France’s Fiscal Instability Triggers Market Fears
The root of the euro’s weakness lies in France’s evolving fiscal crisis. Political instability surged following a no-confidence motion against the French government, as well as the resignation of the country's prime minister. These events cast doubt on France’s fiscal credibility and contributed to investor unease.
Economists are closely monitoring whether France's credit rating will be downgraded by Fitch Ratings, which could revise the nation’s sovereign rating from 'AA-' to 'A+.' ING economist Charlotte de Montpellier stated that market participants are paying close attention to this issue, noting its potential to destabilize the broader European financial landscape. Meanwhile, professor Derek Doerr of IESEG School of Management emphasized that current circumstances make presenting a feasible budget plan highly challenging, further exacerbating investor anxiety.

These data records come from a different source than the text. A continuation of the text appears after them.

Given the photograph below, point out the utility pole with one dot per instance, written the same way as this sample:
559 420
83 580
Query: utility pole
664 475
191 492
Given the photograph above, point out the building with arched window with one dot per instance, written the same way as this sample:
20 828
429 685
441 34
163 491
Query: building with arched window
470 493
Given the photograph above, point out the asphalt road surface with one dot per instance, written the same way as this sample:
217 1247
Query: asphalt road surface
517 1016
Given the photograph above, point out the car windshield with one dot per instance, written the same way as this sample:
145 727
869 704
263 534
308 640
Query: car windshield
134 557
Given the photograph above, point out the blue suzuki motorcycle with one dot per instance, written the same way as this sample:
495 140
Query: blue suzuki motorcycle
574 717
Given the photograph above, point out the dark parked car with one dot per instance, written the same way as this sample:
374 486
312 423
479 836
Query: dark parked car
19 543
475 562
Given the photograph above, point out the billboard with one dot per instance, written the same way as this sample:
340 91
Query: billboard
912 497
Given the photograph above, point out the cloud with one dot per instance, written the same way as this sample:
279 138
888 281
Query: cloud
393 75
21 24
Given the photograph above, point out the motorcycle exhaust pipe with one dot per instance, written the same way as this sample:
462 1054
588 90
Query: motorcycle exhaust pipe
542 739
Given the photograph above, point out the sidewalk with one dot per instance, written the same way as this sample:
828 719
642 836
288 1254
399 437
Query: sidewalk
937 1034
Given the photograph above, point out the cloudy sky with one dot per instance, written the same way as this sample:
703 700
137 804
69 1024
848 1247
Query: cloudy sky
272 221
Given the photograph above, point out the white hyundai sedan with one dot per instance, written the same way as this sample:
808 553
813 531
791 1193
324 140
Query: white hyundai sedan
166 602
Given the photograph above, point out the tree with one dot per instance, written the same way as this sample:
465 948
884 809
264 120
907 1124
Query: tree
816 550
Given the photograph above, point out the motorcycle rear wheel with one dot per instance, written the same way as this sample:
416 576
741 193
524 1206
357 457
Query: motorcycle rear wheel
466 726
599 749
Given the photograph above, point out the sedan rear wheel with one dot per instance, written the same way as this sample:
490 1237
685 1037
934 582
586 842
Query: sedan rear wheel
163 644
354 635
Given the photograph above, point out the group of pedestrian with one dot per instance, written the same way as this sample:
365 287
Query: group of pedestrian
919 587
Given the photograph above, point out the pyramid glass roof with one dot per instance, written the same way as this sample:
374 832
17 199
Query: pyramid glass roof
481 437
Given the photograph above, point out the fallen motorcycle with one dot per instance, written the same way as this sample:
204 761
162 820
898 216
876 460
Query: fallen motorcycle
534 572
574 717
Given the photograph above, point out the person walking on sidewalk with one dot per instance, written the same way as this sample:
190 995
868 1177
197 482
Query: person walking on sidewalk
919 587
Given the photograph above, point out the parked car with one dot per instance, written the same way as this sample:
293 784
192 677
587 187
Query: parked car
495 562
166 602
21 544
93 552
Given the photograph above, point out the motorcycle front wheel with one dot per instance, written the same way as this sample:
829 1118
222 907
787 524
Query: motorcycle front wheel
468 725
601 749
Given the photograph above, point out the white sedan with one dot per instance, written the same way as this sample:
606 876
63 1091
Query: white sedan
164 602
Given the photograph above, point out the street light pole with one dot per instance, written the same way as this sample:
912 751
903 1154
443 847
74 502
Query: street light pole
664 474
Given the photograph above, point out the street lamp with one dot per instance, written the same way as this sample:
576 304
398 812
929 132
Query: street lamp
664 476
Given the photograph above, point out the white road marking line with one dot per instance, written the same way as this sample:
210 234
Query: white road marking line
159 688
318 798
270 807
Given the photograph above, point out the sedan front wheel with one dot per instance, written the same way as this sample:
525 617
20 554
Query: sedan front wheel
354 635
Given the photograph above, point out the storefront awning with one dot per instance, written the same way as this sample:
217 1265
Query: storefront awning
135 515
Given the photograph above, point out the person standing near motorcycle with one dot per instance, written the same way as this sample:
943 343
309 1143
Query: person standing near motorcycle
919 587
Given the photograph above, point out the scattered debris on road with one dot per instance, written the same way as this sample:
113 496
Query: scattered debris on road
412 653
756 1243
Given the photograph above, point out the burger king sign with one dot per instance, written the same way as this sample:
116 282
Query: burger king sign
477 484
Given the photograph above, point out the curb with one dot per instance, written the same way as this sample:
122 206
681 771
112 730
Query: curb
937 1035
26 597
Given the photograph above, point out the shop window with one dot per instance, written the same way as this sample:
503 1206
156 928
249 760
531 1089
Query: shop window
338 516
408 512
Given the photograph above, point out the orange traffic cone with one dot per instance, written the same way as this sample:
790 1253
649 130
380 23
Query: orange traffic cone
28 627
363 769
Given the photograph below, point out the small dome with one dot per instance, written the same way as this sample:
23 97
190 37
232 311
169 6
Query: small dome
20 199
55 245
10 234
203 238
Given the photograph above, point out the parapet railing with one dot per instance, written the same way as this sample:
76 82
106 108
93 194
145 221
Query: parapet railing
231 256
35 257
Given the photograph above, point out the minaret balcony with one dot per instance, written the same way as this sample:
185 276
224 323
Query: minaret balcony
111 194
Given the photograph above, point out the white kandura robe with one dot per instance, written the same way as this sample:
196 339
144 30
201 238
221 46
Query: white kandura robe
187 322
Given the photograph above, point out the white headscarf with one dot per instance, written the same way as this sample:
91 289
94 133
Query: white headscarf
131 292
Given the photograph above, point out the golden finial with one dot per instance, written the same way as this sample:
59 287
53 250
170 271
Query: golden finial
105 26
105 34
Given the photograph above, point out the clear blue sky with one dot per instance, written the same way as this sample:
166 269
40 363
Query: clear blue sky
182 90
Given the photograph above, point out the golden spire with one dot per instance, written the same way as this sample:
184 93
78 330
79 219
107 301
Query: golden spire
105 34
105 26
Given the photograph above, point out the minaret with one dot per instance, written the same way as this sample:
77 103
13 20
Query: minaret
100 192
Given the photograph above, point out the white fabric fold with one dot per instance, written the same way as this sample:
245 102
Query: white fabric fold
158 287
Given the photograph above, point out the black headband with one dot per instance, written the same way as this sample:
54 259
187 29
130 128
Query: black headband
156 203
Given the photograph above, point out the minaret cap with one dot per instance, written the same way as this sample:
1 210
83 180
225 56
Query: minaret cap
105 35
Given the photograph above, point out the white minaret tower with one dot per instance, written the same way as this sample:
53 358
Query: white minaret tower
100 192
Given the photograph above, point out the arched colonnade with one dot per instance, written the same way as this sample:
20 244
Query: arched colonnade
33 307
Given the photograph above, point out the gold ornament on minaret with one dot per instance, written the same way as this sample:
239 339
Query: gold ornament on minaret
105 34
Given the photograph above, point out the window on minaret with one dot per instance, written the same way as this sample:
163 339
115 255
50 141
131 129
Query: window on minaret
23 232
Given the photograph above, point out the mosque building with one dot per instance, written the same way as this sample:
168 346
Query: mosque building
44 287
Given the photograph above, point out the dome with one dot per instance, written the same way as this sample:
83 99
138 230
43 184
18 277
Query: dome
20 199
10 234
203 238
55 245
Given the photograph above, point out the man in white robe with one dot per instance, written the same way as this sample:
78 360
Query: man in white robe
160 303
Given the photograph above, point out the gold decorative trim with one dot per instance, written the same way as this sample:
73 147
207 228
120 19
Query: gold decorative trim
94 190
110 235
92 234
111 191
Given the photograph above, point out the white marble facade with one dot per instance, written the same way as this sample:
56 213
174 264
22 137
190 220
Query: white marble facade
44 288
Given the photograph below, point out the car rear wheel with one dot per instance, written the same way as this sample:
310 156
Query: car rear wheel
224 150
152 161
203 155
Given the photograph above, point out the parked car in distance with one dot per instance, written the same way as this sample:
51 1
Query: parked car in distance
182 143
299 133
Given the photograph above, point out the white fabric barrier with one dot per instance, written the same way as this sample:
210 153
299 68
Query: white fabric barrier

Military Tensions Escalate Between Europe and Russia
Geopolitical friction intensified as military exercises conducted by Russia and Belarus heightened NATO's defensive posture along its eastern borders. The Russian Ministry of Defense confirmed the start of large-scale military drills, which prompted NATO to boost its readiness, underscoring the fragile state of East-West relations.
This surge in military activity placed additional downward pressure on the euro, causing its exchange rate against the U.S. dollar to drop as low as $1.17009 during trading. In contrast, the geopolitical situation contributed to bolstering the U.S. dollar’s value as a safe-haven currency, further weakening the Korean won.
Intraday Volatility Exposes Lingering Market Risks
The dollar-won exchange rate exhibited significant fluctuations during the session, ranging from a low of 1,386.70 to a high of 1,395.90. This intraday swing of 9.20 won underscores the heightened market uncertainty fueled by both European fiscal struggles and global geopolitical tensions.
Elsewhere, the currency markets reflected similar volatility. The dollar-yen exchange rate was recorded at 147.570 yen, while the euro-dollar exchange rate stabilized later in the session at $1.17350. Additionally, the total spot trading volume reached $15.83 billion, highlighting robust trading activity amid the turbulence.
Conclusion: A Perfect Storm of Fiscal and Geopolitical Risk
The combination of fiscal instability in France and increasing military tensions in Europe is creating significant pressure on currency markets worldwide. With the euro weakening and investor confidence shaken, the ripple effects are felt globally, including in the South Korean won's depreciation against the U.S. dollar. As uncertainty persists, vigilance remains critical to managing currency risk in an increasingly interconnected and volatile global economy.